Communiqué de presse du Centre d'Information et de Conseil des Nouvelles Spiritualités  (CICNS)

L'ordre public et le respect des libertés individuelles sont-ils devenus inconciliables ? 

Montpezat de Quercy - 20/3/2006 - 14:40 (CICNS) - Le CICNS s'alarme de la propension de certains courants à invoquer le "risque de trouble à l'ordre public" comme une arme absolue pour lutter contre l'expression d'opinions et de croyances qu'ils ne partagent pas. 

La notion d'ordre public est entrée dans l'histoire en 1789, dans l'article 11 de la Déclaration des Droits de l'Homme : " Nul ne doit être inquiété pour ses opinions, même religieuses, pourvu que leur manifestation ne trouble pas l'ordre public établi par la loi ". Cet article tentait de concilier le droit de l'individu avec le droit de la société, et l'ordre avec la liberté. 

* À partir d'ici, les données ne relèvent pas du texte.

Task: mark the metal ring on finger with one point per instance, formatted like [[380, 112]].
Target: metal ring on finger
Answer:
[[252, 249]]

Au bout de deux siècles et de quinze Constitutions, qu'est devenu cet équilibre délicat entre le respect des libertés et les nécessités de l'ordre public ? Cette notion fourre-tout permet aujourd'hui d'incriminer quiconque en fonction du bon vouloir des autorités, qui n'hésitent pas à s'en servir en particulier sur des questions de croyances. 

Dans un arrêt d'assemblée du 1er février 1985, le Conseil d'Etat a refusé de reconnaître le statut d'association cultuelle à l'Association Chrétienne des Témoins de Jéhovah, au motif qu'elle n'avait pas une activité conforme à l'ordre public et à l'intérêt national. 

En 1998, Jean-Pierre Chevènement, alors ministre de l'intérieur, avait répondu à Jean-Pierre Brard : "En vertu de la loi du 28 mars 1907, les réunions publiques sont totalement libres et échappent à tout contrôle administratif préalable. Toutefois une interdiction exceptionnelle peut être prononcée lorsque ces réunions risquent de troubler l'ordre public." Le risque est sans doute très grand puisque, depuis, M. Brard a réussi à faire fermer plusieurs églises évangéliques dans la ville de Montreuil. 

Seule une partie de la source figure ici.